Eine Farce war auch Weinsteins Auftritt vor Gericht. Mit einer Gehhilfe humpelte der ehemalige Filmproduzent in den Saal. Sein Anwalt sagte, er habe damit keineswegs Mitleid erzeugen wollen, aber er bräuchte die Hilfe wegen seines schmerzenden Rückens. Ein Problem, das er vor wenigen Wochen, als er in einem New Yorker Nachtklub mit Freunden eine Comedy-Show besuchte, augenscheinlich noch nicht hatte. Die Bilder erinnern an Bill Cosby. Cosby, der mittlerweile eine Haftstrafe absitzt, erschien ebenfalls mit einem Gehstock vor Gericht, erzählte damals kurz vor der Anhörung, er sei erblindet. 

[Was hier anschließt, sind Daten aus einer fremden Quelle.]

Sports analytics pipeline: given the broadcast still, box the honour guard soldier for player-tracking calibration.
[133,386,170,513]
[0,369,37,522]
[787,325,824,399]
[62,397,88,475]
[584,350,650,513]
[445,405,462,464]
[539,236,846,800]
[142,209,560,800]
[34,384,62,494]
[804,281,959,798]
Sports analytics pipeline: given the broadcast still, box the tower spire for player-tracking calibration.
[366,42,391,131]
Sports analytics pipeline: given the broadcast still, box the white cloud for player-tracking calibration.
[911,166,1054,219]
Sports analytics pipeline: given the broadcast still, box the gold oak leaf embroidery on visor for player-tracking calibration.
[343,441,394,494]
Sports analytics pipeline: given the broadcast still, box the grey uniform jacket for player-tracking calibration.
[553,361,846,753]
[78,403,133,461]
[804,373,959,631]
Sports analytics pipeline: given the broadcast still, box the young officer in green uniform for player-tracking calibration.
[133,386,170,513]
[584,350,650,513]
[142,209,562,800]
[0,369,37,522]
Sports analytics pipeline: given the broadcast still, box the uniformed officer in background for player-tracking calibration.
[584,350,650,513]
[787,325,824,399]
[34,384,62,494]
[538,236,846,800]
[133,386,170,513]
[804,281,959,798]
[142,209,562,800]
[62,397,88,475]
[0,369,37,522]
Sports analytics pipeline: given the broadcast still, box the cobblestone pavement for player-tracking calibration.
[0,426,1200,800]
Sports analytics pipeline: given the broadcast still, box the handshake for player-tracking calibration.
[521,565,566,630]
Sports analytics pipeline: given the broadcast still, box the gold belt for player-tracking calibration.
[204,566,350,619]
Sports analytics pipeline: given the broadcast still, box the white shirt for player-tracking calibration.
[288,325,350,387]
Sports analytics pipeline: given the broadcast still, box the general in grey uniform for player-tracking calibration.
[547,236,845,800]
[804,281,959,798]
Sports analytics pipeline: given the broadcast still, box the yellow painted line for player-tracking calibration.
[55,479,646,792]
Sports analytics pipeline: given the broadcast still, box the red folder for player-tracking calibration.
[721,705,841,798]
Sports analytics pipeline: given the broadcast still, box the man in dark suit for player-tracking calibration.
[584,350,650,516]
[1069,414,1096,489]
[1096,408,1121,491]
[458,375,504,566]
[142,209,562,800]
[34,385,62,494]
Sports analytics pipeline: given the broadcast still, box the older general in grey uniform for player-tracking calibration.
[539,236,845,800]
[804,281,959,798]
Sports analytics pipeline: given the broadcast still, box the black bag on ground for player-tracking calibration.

Der einzige Hoffnungsschimmer ist der Strafprozess, um den Harvey Weinstein trotz des Deals nicht herumkommen wird. Denn seine Vereinbarung inkludiert nicht alle mutmaßlichen Opfer. In dem New Yorker Prozess soll es um die Anschuldigungen zweier Frauen gehen, die Weinstein eine Vergewaltigung im Jahr 2013 und erzwungenen Oralverkehr im Jahr 2006 vorwerfen. Im Januar wird er sich erneut vor Gericht verantworten müssen. Bei Verurteilung droht ihm lebenslange Haft.

Es wäre die einzige Möglichkeit, doch noch Gerechtigkeit für die zahlreichen Frauen zu erlangen. Denn Stand jetzt bedeutet Weinsteins Deal vor allem eines: Mit genügend Geld kann man sich rauskaufen lassen - und muss sich nicht einmal entschuldigen.